Lizelle Herrera, 26, was apprehended by the Starr County Sheriff’s Office on Thursday, and is now being held for murder, with a $500,000 bond, the Texas Public Radio reported.

The means by which Herrera aborted the child was not reported and is not specified in the charges, which only state that she “intentionally and knowingly caused the death of an individual by self-induced abortion,” according to a statement given by the Sheriff’s Office to local CBS 4/NBC 23 affiliate Valley Central.

Herrera has her defenders, however. They argue that Herrera is being unjustly charged for a miscarriage, and naturally abortion advocates have flocked to her cause.

“This arrest is inhumane. We are demanding the immediate release of Lizelle Herrera. What is alleged is that she was in the hospital and had a miscarriage and divulged some information to hospital staff, who then reported her to the police,” stated Rockie Gonzalez, the founder of the abortion activist Frontera Fund.

This may be the first time someone is facing charges under the new Texas “Heartbeat Act,” which bans abortions after six weeks of gestation with an exception for medical emergencies. The Texas law is unusual in that it relies on private individuals and entities to actually bring legal action in the form of civil lawsuits.

Due to Roe v. Wade and Planned Parenthood v. Casey, it can be difficult for states to directly ban and enforce abortion restrictions. However, mechanisms of “private enforcement” that rely on third parties to act as the reporting agent were not explicitly banned in the precedents set by Roe and similar cases.
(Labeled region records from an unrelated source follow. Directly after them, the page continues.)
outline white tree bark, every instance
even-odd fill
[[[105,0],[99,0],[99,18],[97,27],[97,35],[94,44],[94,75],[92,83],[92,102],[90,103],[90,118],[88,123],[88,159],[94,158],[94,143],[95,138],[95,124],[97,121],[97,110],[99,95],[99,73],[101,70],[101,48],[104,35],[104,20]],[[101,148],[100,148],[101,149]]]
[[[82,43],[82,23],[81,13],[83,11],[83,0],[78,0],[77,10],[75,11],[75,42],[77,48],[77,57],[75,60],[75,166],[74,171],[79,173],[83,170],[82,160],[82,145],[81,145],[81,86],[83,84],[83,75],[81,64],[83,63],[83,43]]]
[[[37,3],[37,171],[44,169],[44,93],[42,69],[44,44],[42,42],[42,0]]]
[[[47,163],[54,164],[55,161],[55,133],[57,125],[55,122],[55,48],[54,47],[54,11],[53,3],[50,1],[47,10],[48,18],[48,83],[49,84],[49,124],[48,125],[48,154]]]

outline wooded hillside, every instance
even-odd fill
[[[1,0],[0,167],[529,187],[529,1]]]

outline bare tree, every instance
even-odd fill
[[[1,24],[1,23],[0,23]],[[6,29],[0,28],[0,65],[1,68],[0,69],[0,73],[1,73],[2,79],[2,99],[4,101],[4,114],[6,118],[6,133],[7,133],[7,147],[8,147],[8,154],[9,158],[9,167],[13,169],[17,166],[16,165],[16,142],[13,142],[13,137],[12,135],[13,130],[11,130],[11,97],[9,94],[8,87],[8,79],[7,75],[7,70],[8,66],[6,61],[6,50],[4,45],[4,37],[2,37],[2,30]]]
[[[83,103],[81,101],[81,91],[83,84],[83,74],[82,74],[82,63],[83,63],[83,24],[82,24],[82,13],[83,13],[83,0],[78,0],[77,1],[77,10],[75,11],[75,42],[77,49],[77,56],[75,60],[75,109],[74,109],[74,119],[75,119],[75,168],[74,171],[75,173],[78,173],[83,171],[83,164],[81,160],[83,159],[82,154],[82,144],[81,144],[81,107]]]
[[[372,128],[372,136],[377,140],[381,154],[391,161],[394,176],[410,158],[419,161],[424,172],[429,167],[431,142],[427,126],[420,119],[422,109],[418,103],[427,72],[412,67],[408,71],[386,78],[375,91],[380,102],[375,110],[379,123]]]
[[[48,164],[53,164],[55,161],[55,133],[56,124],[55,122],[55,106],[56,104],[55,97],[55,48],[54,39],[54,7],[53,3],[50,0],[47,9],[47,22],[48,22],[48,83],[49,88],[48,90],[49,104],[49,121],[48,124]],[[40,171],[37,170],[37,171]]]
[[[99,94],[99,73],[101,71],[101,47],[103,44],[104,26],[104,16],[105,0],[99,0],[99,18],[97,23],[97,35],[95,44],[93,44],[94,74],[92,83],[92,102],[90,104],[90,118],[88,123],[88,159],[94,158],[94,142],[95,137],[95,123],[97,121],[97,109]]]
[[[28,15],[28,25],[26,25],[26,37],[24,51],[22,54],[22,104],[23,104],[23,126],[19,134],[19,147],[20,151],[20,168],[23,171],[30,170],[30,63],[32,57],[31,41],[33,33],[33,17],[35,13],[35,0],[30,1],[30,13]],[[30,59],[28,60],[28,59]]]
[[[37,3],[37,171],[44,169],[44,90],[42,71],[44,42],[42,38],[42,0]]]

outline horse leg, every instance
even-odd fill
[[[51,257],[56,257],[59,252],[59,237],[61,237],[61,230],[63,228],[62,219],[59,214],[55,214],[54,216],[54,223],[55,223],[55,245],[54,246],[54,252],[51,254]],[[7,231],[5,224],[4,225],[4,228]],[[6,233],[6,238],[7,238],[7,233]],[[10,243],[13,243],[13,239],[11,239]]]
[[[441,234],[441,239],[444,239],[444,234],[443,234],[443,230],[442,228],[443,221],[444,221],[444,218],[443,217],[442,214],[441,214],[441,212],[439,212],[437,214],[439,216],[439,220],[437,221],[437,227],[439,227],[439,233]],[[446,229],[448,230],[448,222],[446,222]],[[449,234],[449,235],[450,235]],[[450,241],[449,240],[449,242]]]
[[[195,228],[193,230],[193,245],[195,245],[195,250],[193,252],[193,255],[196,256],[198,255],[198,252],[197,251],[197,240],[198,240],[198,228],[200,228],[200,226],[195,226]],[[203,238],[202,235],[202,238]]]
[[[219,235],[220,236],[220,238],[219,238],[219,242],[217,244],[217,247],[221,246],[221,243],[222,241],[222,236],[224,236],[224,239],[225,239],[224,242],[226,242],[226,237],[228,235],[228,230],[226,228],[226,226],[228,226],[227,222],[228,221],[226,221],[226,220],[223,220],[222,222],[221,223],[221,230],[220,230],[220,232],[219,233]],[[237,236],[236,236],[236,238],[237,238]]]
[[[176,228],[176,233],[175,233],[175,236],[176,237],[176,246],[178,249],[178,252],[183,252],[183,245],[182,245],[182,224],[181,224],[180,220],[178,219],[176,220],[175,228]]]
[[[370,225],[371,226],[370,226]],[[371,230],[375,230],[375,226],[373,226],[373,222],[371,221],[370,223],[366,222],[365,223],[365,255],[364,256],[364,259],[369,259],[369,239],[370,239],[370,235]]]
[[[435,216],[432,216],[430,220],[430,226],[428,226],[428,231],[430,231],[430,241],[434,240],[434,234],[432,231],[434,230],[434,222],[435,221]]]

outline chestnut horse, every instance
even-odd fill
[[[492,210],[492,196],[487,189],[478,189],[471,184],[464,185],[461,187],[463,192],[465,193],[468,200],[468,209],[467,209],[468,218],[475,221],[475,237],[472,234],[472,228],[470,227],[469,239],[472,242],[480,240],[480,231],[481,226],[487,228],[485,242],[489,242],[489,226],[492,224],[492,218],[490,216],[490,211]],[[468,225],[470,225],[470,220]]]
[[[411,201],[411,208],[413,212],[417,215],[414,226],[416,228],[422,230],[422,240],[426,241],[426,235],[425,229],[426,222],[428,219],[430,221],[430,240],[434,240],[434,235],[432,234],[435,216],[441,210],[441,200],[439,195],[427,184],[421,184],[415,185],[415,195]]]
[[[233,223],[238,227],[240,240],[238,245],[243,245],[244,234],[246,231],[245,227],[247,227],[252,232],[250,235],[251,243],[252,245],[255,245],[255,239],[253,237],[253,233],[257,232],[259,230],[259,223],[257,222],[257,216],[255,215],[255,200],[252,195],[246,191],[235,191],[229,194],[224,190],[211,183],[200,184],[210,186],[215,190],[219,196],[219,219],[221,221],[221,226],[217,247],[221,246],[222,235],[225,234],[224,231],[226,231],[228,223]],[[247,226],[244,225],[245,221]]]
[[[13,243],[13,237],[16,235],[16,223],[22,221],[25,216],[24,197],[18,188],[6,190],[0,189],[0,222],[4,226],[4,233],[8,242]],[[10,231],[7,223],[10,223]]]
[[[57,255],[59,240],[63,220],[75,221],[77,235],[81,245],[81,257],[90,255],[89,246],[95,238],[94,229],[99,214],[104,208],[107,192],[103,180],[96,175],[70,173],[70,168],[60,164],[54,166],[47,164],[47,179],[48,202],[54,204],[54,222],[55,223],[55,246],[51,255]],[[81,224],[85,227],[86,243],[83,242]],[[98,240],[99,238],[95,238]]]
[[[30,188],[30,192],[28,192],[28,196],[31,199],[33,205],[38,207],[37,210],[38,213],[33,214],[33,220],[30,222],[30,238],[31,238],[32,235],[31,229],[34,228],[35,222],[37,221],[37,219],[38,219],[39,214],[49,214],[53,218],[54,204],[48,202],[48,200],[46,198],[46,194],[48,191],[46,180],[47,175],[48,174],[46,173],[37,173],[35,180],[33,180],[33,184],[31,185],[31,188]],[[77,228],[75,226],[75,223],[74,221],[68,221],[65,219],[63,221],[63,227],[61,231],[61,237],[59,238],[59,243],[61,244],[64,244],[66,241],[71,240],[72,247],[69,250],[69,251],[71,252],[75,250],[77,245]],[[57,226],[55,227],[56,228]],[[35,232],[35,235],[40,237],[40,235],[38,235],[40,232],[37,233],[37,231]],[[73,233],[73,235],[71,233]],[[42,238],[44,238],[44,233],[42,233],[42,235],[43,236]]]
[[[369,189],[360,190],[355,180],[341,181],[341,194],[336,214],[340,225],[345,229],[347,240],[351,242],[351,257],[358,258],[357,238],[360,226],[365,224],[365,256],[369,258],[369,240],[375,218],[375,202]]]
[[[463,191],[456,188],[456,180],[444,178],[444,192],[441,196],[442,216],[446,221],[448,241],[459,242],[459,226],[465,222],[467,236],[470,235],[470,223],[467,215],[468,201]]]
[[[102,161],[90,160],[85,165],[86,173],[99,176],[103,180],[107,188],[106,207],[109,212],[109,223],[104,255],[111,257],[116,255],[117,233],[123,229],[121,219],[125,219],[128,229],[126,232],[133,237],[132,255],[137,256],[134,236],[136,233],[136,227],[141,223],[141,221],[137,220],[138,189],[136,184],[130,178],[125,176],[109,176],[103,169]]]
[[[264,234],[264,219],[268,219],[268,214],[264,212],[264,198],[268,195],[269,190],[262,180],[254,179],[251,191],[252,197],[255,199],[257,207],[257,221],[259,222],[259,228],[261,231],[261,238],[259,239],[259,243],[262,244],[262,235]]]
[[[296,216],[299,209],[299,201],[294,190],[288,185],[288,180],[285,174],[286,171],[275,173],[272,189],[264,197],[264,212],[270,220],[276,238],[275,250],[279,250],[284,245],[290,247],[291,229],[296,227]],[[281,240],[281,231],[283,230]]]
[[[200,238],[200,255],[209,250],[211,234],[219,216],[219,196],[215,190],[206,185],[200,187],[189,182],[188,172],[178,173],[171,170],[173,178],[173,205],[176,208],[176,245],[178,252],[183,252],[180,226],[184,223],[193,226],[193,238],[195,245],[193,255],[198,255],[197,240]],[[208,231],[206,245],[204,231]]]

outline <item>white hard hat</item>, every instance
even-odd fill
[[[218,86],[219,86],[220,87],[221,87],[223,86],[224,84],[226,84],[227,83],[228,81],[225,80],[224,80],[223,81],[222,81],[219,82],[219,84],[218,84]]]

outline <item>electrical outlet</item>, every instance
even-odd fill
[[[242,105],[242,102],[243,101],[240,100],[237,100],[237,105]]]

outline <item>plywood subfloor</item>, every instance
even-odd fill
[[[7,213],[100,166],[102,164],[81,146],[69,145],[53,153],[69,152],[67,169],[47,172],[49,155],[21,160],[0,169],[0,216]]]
That may change, depending on how the Supreme Court deals with Dobbs v. Jackson Women’s Health Organization, which has stimulated widespread rumors that the Supreme Court may be on the cusp of overturning Roe v. Wade. So far, the court has not reacted with the usual swiftness of overturning the Texas heartbeat law, and so it remains in effect, and there’s no guarantee the Supreme Court will overturn it at all.

One provision of the law that in somewhat legally vague area is women who perform abortions on themselves. It remains unclear whether the law covers such a scenario in its legally round-about method of enforcement, and it isn’t even entirely certain that the Heartbeat Act was even the legal rationale behind Herrera’s arrest.

The law has nonetheless had a dramatic impact on abortion rates since its passing. Abortions in Texas are down 60 percent in the first month alone since the law’s passage, according to the Washington Examiner, which extrapolated from Texas’ Health and Human Services data. However, the decline may be hiding the fact that women are simply going out of state to obtain abortions, and some have implied the decline is only 10 percent, according to the New York Times.